Bovendien is in de huidige tijd geen voorbeeld te noemen van een democratie die volledig de directe vorm van democratie aanneemt. Iedere hedendaagse democratie neemt besluiten over complexe kwesties en kent een vorm van representatieve vertegenwoordiging. Zelfs Zwitserland, dat bekendstaat vanwege haar hoge mate van directe democratie, kent verschillende lagen van representatieve vertegenwoordigingen. Wel zien we dat landen met een representatieve, indirecte democratie elementen van de directe democratie introduceren, zoals het referendum en het burgerinitiatief.

Aldus ontstaat vanuit de ruime definitie van gelijkheid in de praktijk ook een ongelijkheid. Namelijk dat er altijd een klein deel van de bevolking is dat de beslissingen neemt en in een ongelijke verhouding staat tot diegenen die als kiezers geen directe beslissingen nemen.

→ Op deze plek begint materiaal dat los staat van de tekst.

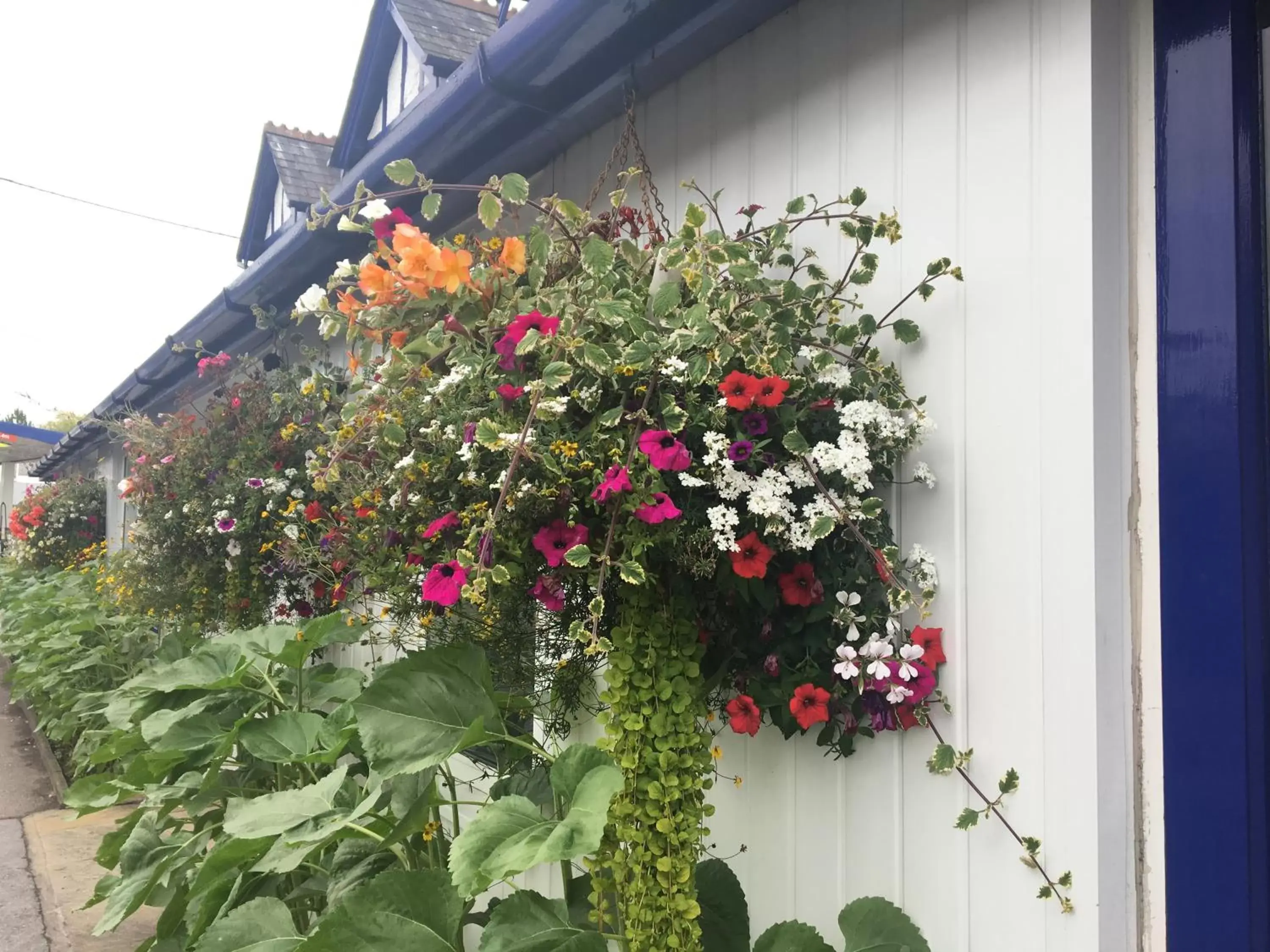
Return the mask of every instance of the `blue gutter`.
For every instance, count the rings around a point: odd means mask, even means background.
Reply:
[[[578,137],[621,113],[634,81],[646,96],[672,83],[794,0],[533,0],[478,46],[432,95],[386,131],[331,193],[352,199],[357,183],[386,190],[384,166],[409,156],[438,182],[479,183],[490,174],[541,169]],[[597,169],[598,173],[598,169]],[[475,206],[448,195],[436,230]],[[292,226],[257,261],[151,354],[32,472],[44,476],[102,435],[100,420],[126,406],[170,396],[193,369],[171,343],[202,339],[229,350],[255,327],[250,306],[287,306],[362,236]]]

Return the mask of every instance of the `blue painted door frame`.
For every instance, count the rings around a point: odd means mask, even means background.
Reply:
[[[1270,453],[1255,5],[1154,3],[1171,952],[1270,949]]]

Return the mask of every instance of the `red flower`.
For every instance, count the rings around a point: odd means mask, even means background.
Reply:
[[[923,628],[917,626],[909,640],[922,649],[922,661],[931,668],[937,664],[947,664],[947,655],[944,654],[944,628]]]
[[[423,531],[424,538],[432,538],[438,532],[444,532],[446,529],[458,528],[458,513],[451,510],[442,515],[439,519],[433,519],[428,523],[428,528]]]
[[[799,562],[776,581],[781,586],[781,600],[787,605],[806,608],[824,600],[824,585],[815,578],[815,569],[810,562]]]
[[[511,383],[500,383],[494,392],[511,404],[517,397],[525,396],[525,387],[513,387]]]
[[[748,410],[754,405],[758,396],[758,377],[752,377],[742,371],[733,371],[723,378],[719,392],[728,397],[728,406],[733,410]],[[780,402],[779,400],[776,402]],[[773,404],[775,406],[775,404]]]
[[[767,564],[772,560],[772,550],[763,545],[757,532],[737,539],[737,551],[730,552],[732,570],[743,579],[762,579],[767,575]]]
[[[813,724],[828,721],[829,692],[814,684],[801,684],[794,688],[794,697],[790,698],[790,713],[794,715],[794,720],[803,730]]]
[[[763,713],[749,694],[737,694],[724,708],[728,712],[728,726],[737,734],[758,734],[758,725],[762,724]]]
[[[564,608],[564,583],[554,575],[540,575],[538,580],[533,583],[533,588],[530,589],[530,594],[538,599],[549,612],[559,612]]]
[[[681,515],[683,515],[683,510],[672,503],[664,493],[654,493],[652,503],[645,503],[635,510],[635,518],[649,526],[678,519]]]
[[[785,399],[785,391],[790,388],[790,382],[781,377],[763,377],[758,381],[758,393],[754,402],[759,406],[776,406]]]
[[[588,538],[591,532],[585,526],[569,526],[564,519],[555,519],[533,533],[533,547],[555,569],[564,561],[565,552],[584,545]]]
[[[644,430],[639,437],[639,451],[654,470],[679,472],[692,465],[692,453],[669,430]]]
[[[403,212],[400,208],[394,208],[387,215],[382,216],[381,218],[376,218],[373,222],[371,222],[371,228],[375,231],[375,237],[377,237],[380,241],[387,241],[390,237],[392,237],[392,230],[398,225],[413,225],[413,223],[414,222],[410,221],[409,215]]]
[[[423,580],[423,600],[452,605],[458,600],[467,571],[456,561],[437,562]]]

2.1.2 Democratie als legitimatie

De democratie op basis van gelijkheid waarover Christiano spreekt, houdt in de praktijk geen stand. De vraag is nu op welke manier democratie dan wel functioneert in de praktijk. Om deze vraag te beantwoorden, komen we uit bij Schumpeter. Schumpeter ontwikkelde een democratietheorie die als doel heeft om te verklaren hoe democratie in de praktijk werkt.

Volgens Schumpeter (in Held, 2006, p. 142) is gelijkheid van burgers geen kenmerk van de democratie. Schumpeter stelt dat de functie van burgers het op regelmatige basis uitbrengen van hun stem is om daarmee het staatsbestuur te legitimeren (in Held, 2006, p. 142). Ook Madison (in Held, 2006, p. 73) hanteert dit perspectief op de democratie. Volgens Madison gaat het bij vertegenwoordiging in het openbaar bestuur om het permanent afstaan van de macht aan een kleine groep personen, verkozen door de rest. Het is aan deze kleine groep verkozenen zelf om een afweging te maken van de belangen van burgers. Democratie is geen vorm van bestuur waarin de heerschappij van burgers geldt, maar een vorm van bestuur waarin burgers de heerschappij over zichzelf mogen accepteren of verwerpen door middel van verkiezingen (Schumpeter, 1942, p. 284-285). Het gedachtegoed van Schumpeter is het beste samen te vatten in zijn volgende quote:

(17)

16

‘’Democracy does not mean and cannot mean that the people actually rule in any obvious sense of the terms ‘people’ and ‘rule’. Democracy means only that the people have the opportunity of accepting or refusing the men who are to rule them’’ (Schumpeter, 1942, p. 284-285)

2.1.3 Politieke partijen

Volgens Held (2006, p. 4) bestaan twee vormen van democratie: directe democratie en representatieve democratie. Bij directe democratie zijn burgers direct betrokken bij de besluitvorming door het openbaar bestuur. Politieke partijen spelen in principe geen rol binnen een directe democratie. Bij een representatieve democratie is sprake van vertegenwoordigers die de belangen van burgers vertegenwoordigen. Politieke partijen zijn de verenigingen die de kandidaten stellen voor de vertegenwoordigers.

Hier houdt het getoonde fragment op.